BERENZ commented 3 years ago

Summary

I would like to verify the performance of Faiss for Predictive Mean Matching / Imputation (see https://stefvanbuuren.name/fimd/sec-pmm.html).

Basicaly, I am opperating on the 1-D vectors that are used for indexing and query (i.e. imputation of missing data). However, I noticed that a slight change in the function that generates missing data leads to very different results if I use faiss with FlatL2 index without voronoi partitioning (so brute force). There are two functions that generate probability of non-missing data from logistic regression defined in the codes at the end of this issue (and in notebook on colab) and compied below (column rho1 and rho2). The difference is that in the one function I have - hh.income_scaled and in the second + hh.income_scaled.

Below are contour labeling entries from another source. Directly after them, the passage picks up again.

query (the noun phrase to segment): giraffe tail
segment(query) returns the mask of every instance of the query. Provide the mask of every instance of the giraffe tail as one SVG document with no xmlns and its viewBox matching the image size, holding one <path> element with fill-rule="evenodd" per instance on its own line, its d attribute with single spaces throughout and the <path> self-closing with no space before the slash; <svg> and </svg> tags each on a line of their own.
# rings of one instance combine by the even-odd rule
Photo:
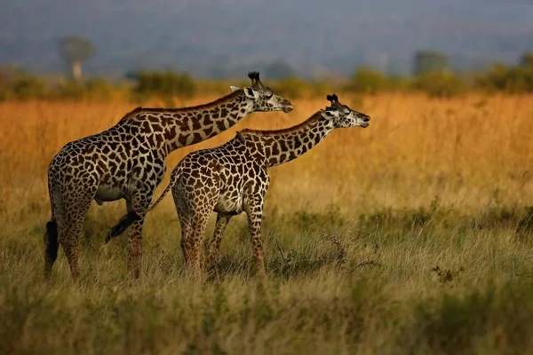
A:
<svg viewBox="0 0 533 355">
<path fill-rule="evenodd" d="M 148 207 L 146 213 L 148 213 L 149 211 L 154 209 L 155 208 L 155 206 L 157 206 L 159 204 L 159 202 L 161 202 L 163 201 L 164 196 L 166 196 L 166 194 L 169 193 L 169 191 L 171 191 L 171 189 L 172 188 L 174 184 L 176 184 L 176 181 L 178 181 L 179 177 L 179 175 L 178 173 L 178 170 L 175 170 L 174 171 L 172 171 L 172 174 L 171 175 L 171 181 L 169 182 L 169 185 L 165 187 L 164 191 L 163 192 L 161 196 L 159 196 L 157 201 L 155 202 L 154 202 L 150 207 Z M 133 222 L 135 222 L 140 218 L 141 218 L 140 216 L 139 216 L 139 214 L 137 212 L 135 212 L 134 210 L 131 210 L 131 211 L 128 212 L 127 215 L 123 216 L 123 217 L 120 218 L 120 221 L 118 221 L 118 223 L 116 225 L 115 225 L 115 226 L 113 228 L 111 228 L 111 230 L 106 236 L 106 241 L 104 241 L 104 244 L 107 243 L 110 240 L 112 240 L 115 237 L 118 237 L 130 225 L 131 225 L 131 224 Z"/>
<path fill-rule="evenodd" d="M 176 169 L 172 171 L 172 174 L 171 174 L 171 181 L 169 181 L 169 185 L 167 185 L 167 186 L 164 188 L 157 201 L 152 203 L 150 207 L 148 207 L 148 209 L 147 209 L 147 213 L 154 209 L 163 201 L 163 199 L 164 199 L 164 196 L 166 196 L 167 193 L 172 189 L 174 185 L 176 185 L 178 178 L 179 178 L 179 173 L 178 171 L 178 169 Z"/>
<path fill-rule="evenodd" d="M 131 225 L 133 222 L 139 219 L 140 219 L 140 216 L 139 216 L 134 210 L 131 210 L 128 212 L 127 215 L 123 216 L 122 218 L 120 218 L 120 221 L 118 221 L 118 223 L 115 225 L 113 228 L 111 228 L 107 235 L 106 235 L 106 241 L 104 241 L 104 244 L 107 244 L 107 241 L 115 237 L 118 237 L 126 229 L 128 229 L 128 227 Z"/>
</svg>

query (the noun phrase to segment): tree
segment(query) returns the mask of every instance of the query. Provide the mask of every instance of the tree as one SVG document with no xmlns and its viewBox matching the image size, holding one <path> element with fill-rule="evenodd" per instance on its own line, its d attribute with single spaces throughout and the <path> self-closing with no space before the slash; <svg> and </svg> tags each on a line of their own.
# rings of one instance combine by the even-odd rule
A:
<svg viewBox="0 0 533 355">
<path fill-rule="evenodd" d="M 356 92 L 375 94 L 386 89 L 386 77 L 383 73 L 363 66 L 355 70 L 348 88 Z"/>
<path fill-rule="evenodd" d="M 449 67 L 448 56 L 439 51 L 418 51 L 413 57 L 413 74 L 415 75 L 428 72 L 440 72 Z"/>
<path fill-rule="evenodd" d="M 533 67 L 533 51 L 528 51 L 521 56 L 520 64 L 522 67 Z"/>
<path fill-rule="evenodd" d="M 282 60 L 274 60 L 265 67 L 265 77 L 269 79 L 285 79 L 296 75 L 296 72 Z"/>
<path fill-rule="evenodd" d="M 60 55 L 70 67 L 72 79 L 80 81 L 82 78 L 82 62 L 96 54 L 96 48 L 92 43 L 77 36 L 65 36 L 60 38 Z"/>
</svg>

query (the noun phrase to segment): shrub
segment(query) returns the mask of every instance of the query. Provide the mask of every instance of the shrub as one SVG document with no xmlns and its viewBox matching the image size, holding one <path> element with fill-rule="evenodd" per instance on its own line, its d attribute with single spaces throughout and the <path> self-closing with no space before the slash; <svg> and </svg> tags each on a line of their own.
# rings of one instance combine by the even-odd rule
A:
<svg viewBox="0 0 533 355">
<path fill-rule="evenodd" d="M 449 72 L 421 74 L 415 77 L 412 88 L 437 98 L 449 98 L 465 92 L 463 82 Z"/>
<path fill-rule="evenodd" d="M 352 81 L 346 89 L 356 92 L 375 94 L 387 88 L 386 76 L 378 70 L 369 67 L 361 67 L 355 70 Z"/>
<path fill-rule="evenodd" d="M 143 71 L 135 74 L 134 78 L 137 84 L 133 91 L 141 96 L 190 98 L 195 94 L 195 83 L 187 73 Z"/>
</svg>

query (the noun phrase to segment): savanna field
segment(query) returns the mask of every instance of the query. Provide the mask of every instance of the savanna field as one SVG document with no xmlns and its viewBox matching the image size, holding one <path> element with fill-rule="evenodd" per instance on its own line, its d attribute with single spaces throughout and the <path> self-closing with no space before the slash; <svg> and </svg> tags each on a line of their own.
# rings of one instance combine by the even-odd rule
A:
<svg viewBox="0 0 533 355">
<path fill-rule="evenodd" d="M 91 206 L 80 283 L 60 251 L 46 284 L 48 163 L 135 105 L 0 103 L 0 353 L 533 352 L 533 96 L 339 99 L 370 125 L 270 170 L 266 279 L 254 277 L 243 214 L 201 283 L 184 276 L 169 195 L 145 223 L 140 280 L 127 276 L 126 233 L 103 247 L 117 201 Z M 291 101 L 171 154 L 156 195 L 187 153 L 328 104 Z"/>
</svg>

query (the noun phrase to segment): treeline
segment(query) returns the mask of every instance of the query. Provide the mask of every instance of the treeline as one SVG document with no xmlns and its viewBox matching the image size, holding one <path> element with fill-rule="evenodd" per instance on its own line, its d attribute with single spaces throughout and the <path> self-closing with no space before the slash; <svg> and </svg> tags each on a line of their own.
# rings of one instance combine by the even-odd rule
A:
<svg viewBox="0 0 533 355">
<path fill-rule="evenodd" d="M 433 97 L 453 97 L 471 91 L 533 92 L 533 52 L 524 54 L 515 66 L 495 63 L 478 72 L 454 72 L 445 55 L 419 51 L 413 57 L 410 75 L 388 75 L 371 67 L 360 67 L 352 77 L 332 84 L 327 80 L 306 81 L 289 76 L 268 80 L 277 92 L 291 98 L 323 95 L 336 91 L 377 94 L 380 92 L 425 92 Z M 224 94 L 227 85 L 243 86 L 248 81 L 203 81 L 187 73 L 139 71 L 128 73 L 120 83 L 103 78 L 59 81 L 50 83 L 12 67 L 0 67 L 0 100 L 26 99 L 128 99 L 142 102 L 153 98 L 163 100 L 187 99 L 196 94 Z"/>
</svg>

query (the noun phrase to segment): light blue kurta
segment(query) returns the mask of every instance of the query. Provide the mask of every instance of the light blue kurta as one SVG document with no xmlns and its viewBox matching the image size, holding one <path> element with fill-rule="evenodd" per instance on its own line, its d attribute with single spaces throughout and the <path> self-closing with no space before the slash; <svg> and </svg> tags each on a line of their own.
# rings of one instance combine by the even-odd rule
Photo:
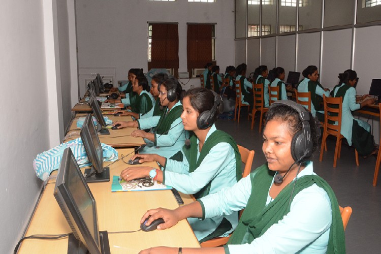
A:
<svg viewBox="0 0 381 254">
<path fill-rule="evenodd" d="M 344 85 L 343 83 L 333 91 L 333 96 L 336 96 L 338 89 Z M 345 95 L 342 101 L 342 106 L 341 108 L 341 129 L 340 133 L 344 136 L 348 144 L 352 145 L 352 126 L 353 126 L 353 120 L 357 121 L 359 125 L 364 128 L 368 132 L 370 132 L 370 125 L 367 122 L 355 119 L 352 115 L 352 111 L 360 109 L 360 105 L 356 103 L 356 90 L 355 87 L 351 87 L 345 92 Z M 336 124 L 337 123 L 336 122 Z"/>
<path fill-rule="evenodd" d="M 255 171 L 251 174 L 255 174 Z M 314 175 L 312 163 L 298 175 Z M 255 177 L 255 175 L 253 176 Z M 270 187 L 269 187 L 269 192 Z M 200 199 L 205 217 L 229 214 L 244 208 L 251 194 L 250 176 L 232 187 Z M 267 195 L 266 205 L 272 199 Z M 290 211 L 260 237 L 244 244 L 227 245 L 230 254 L 242 253 L 325 253 L 332 223 L 331 201 L 327 193 L 315 184 L 297 194 Z"/>
<path fill-rule="evenodd" d="M 213 124 L 206 136 L 206 140 L 216 130 Z M 197 157 L 199 156 L 200 151 L 198 150 Z M 211 181 L 209 193 L 215 193 L 237 183 L 234 150 L 227 143 L 219 143 L 214 146 L 200 166 L 192 173 L 189 173 L 189 163 L 183 153 L 183 156 L 182 162 L 167 160 L 164 171 L 164 183 L 179 192 L 194 194 Z M 214 232 L 224 217 L 223 215 L 219 214 L 204 220 L 188 218 L 188 221 L 197 239 L 200 240 Z M 236 212 L 225 217 L 232 224 L 233 229 L 235 229 L 238 223 L 238 213 Z"/>
<path fill-rule="evenodd" d="M 173 106 L 181 107 L 181 103 L 179 101 Z M 168 112 L 168 109 L 165 114 Z M 158 116 L 159 119 L 160 116 Z M 156 116 L 152 116 L 147 118 L 138 120 L 139 128 L 141 130 L 146 130 L 157 125 L 158 120 L 156 121 Z M 175 120 L 171 124 L 169 131 L 166 132 L 163 135 L 155 134 L 156 144 L 151 141 L 144 139 L 147 146 L 140 150 L 141 153 L 156 153 L 163 157 L 169 157 L 181 150 L 185 142 L 185 134 L 184 134 L 184 125 L 182 120 L 180 117 Z M 187 135 L 189 137 L 189 135 Z"/>
<path fill-rule="evenodd" d="M 310 80 L 309 79 L 304 78 L 304 79 L 302 80 L 302 81 L 298 86 L 298 91 L 299 92 L 308 92 L 309 91 L 308 82 L 309 82 L 309 80 Z M 330 96 L 329 91 L 325 91 L 324 90 L 322 89 L 322 87 L 321 87 L 319 85 L 316 86 L 315 93 L 317 95 L 321 96 L 322 97 L 323 97 L 323 94 L 325 94 L 327 97 L 329 97 Z M 299 100 L 302 102 L 306 102 L 308 100 L 307 98 L 301 97 L 299 99 Z M 322 114 L 324 114 L 324 110 L 320 110 L 318 112 L 319 113 L 321 113 Z M 312 103 L 311 103 L 311 114 L 314 117 L 316 116 L 316 110 L 315 110 L 315 107 L 313 106 L 313 104 Z"/>
<path fill-rule="evenodd" d="M 237 77 L 236 78 L 236 80 L 240 80 L 242 76 L 242 75 L 237 75 Z M 245 89 L 246 92 L 250 92 L 248 91 L 248 90 L 247 90 L 248 88 L 252 89 L 252 84 L 251 84 L 250 82 L 247 80 L 247 78 L 245 78 L 245 80 L 243 81 L 243 88 Z M 243 96 L 242 95 L 242 91 L 241 92 L 241 102 L 242 102 L 242 104 L 245 104 L 246 105 L 249 105 L 249 103 L 248 102 L 245 102 L 243 100 Z"/>
<path fill-rule="evenodd" d="M 258 84 L 258 80 L 263 78 L 262 75 L 258 76 L 256 81 L 256 83 Z M 269 85 L 270 84 L 270 81 L 268 79 L 265 79 L 265 83 L 263 84 L 263 100 L 265 100 L 265 107 L 269 107 L 269 100 L 270 100 L 270 96 L 269 96 Z"/>
<path fill-rule="evenodd" d="M 271 82 L 271 84 L 270 85 L 270 86 L 271 86 L 271 87 L 276 87 L 277 85 L 278 85 L 278 83 L 280 81 L 281 81 L 281 80 L 280 80 L 279 79 L 277 78 L 275 79 L 274 79 L 272 82 Z M 282 91 L 281 91 L 282 98 L 280 98 L 280 100 L 282 101 L 288 100 L 288 99 L 287 98 L 287 91 L 286 91 L 286 89 L 285 89 L 285 85 L 284 84 L 284 82 L 282 82 L 282 86 L 280 89 L 282 89 Z M 275 94 L 275 93 L 271 92 L 271 94 Z M 274 97 L 273 98 L 273 97 L 272 97 L 271 98 L 273 100 L 275 99 L 276 101 L 278 100 L 278 98 L 276 97 Z"/>
</svg>

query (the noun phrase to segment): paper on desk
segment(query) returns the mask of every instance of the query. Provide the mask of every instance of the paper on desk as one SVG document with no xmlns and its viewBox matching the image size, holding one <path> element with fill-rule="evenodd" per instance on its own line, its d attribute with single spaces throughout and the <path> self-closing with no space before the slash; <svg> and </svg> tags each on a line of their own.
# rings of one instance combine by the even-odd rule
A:
<svg viewBox="0 0 381 254">
<path fill-rule="evenodd" d="M 112 177 L 112 192 L 159 190 L 172 188 L 170 186 L 166 185 L 157 181 L 153 181 L 149 178 L 140 178 L 128 182 L 119 179 L 119 176 L 114 175 Z M 151 186 L 148 186 L 151 184 Z"/>
</svg>

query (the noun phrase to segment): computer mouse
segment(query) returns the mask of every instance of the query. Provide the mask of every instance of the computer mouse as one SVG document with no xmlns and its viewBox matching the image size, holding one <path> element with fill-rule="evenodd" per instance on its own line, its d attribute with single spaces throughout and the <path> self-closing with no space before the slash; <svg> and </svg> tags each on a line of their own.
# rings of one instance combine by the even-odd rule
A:
<svg viewBox="0 0 381 254">
<path fill-rule="evenodd" d="M 119 127 L 119 126 L 120 126 L 120 124 L 117 123 L 116 124 L 111 127 L 111 130 L 118 130 L 118 127 Z"/>
<path fill-rule="evenodd" d="M 109 96 L 109 99 L 116 100 L 119 98 L 119 94 L 116 92 L 113 92 Z"/>
<path fill-rule="evenodd" d="M 151 224 L 150 224 L 149 226 L 146 226 L 145 225 L 145 223 L 147 222 L 147 220 L 148 220 L 150 217 L 151 217 L 150 215 L 149 216 L 145 219 L 145 220 L 144 220 L 144 222 L 140 225 L 140 229 L 146 232 L 147 232 L 148 231 L 152 231 L 152 230 L 155 230 L 157 227 L 157 225 L 159 225 L 165 222 L 164 220 L 163 219 L 163 218 L 159 218 L 153 220 L 152 223 L 151 223 Z"/>
<path fill-rule="evenodd" d="M 139 162 L 139 161 L 141 160 L 142 158 L 141 157 L 137 157 L 134 160 L 130 160 L 129 161 L 129 162 L 128 163 L 130 165 L 136 165 L 137 164 L 141 164 L 140 162 Z"/>
</svg>

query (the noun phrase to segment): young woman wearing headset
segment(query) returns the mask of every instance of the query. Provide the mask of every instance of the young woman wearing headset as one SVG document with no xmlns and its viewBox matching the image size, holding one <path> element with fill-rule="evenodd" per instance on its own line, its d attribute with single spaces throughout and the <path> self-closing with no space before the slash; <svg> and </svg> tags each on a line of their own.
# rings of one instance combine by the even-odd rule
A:
<svg viewBox="0 0 381 254">
<path fill-rule="evenodd" d="M 140 150 L 144 153 L 157 153 L 170 157 L 181 149 L 185 140 L 184 126 L 180 116 L 182 106 L 181 103 L 181 86 L 173 79 L 168 79 L 161 84 L 159 99 L 164 112 L 158 120 L 152 117 L 136 120 L 134 122 L 119 122 L 118 129 L 138 127 L 140 130 L 131 133 L 132 137 L 141 137 L 147 146 Z M 144 130 L 152 128 L 152 132 Z"/>
<path fill-rule="evenodd" d="M 227 244 L 217 248 L 158 247 L 141 254 L 345 253 L 345 237 L 332 189 L 309 161 L 318 139 L 310 113 L 294 102 L 269 109 L 262 150 L 267 163 L 227 188 L 174 210 L 148 211 L 146 225 L 158 218 L 164 230 L 187 217 L 208 218 L 245 208 Z"/>
<path fill-rule="evenodd" d="M 150 176 L 183 193 L 193 194 L 196 198 L 233 186 L 242 177 L 241 155 L 233 138 L 217 130 L 214 124 L 222 105 L 220 97 L 210 90 L 197 88 L 188 90 L 183 99 L 181 119 L 184 129 L 195 135 L 171 158 L 141 153 L 132 158 L 140 157 L 140 162 L 156 161 L 163 167 L 163 171 L 147 167 L 128 168 L 122 172 L 122 178 L 128 181 Z M 235 228 L 238 217 L 237 212 L 234 212 L 202 221 L 197 218 L 188 220 L 202 242 L 227 235 Z"/>
</svg>

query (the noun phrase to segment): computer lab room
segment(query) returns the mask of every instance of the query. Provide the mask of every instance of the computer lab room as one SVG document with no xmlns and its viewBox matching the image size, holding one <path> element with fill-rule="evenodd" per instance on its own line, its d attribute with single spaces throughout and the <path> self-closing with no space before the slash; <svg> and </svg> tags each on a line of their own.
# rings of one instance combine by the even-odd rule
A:
<svg viewBox="0 0 381 254">
<path fill-rule="evenodd" d="M 0 252 L 379 253 L 379 0 L 3 0 Z"/>
</svg>

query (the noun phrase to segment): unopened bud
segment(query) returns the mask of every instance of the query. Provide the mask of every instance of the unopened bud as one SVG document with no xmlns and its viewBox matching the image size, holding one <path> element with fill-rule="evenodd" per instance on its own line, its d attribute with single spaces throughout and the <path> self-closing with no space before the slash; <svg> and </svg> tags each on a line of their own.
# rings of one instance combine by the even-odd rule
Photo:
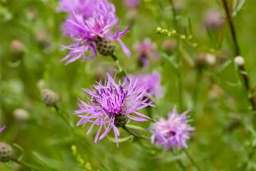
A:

hh["rho1"] = np.exp(1 - hh.income_scaled - hh.d36_scaled - (hh.locality==1) - (hh.noper == 1)) / (1 + np.exp(1 - hh.income_scaled - hh.d36_scaled - (hh.locality==1) - (hh.noper == 1)))
hh["rho2"] = np.exp(1 + hh.income_scaled - hh.d36_scaled - (hh.locality==1) - (hh.noper == 1)) / (1 + np.exp(1 + hh.income_scaled - hh.d36_scaled - (hh.locality==1) - (hh.noper == 1)))

Then, I sample data from Bernoulli distribution based on rho1 and rho2, estimate the target quantity (i.e. mean expenditure) without and with imputation. Then I calculate three performance measures: bias is the diffeerence between estimated and true value, se is standard deviation of my estimates and mse = bias^2 + var of my estimates based on complete cases and 3 different algorithms. Please se these results below

algorithm	bias_rho1	se_rho1	mse_rho1	bias_rho2	se_rho2	mse_rho2
Naive	-291.2495	4.8007	84849.2911	147.1324	4.8267	21671.2532
K-D tree	-1.7060	23.4887	554.6310	29.6011	6.5790	919.5091
Faiss Flat L2	-2.5597	23.8529	575.5144	19.6783	6.7325	432.5618
Faiss Flat L2 voronoi	-1.7653	23.5718	558.7451	29.6241	6.5713	920.7664

Do you know what is the reason for this behaviour for Faiss Flat L2? One time estimator is biased but for the second function is the significantly better. Especially that K-D tree does exact search so how it may be better? Is it connected with using 1-D vectors? Other algorithms such as K-D tree, Annoy, Flann, N2 works well and as expected.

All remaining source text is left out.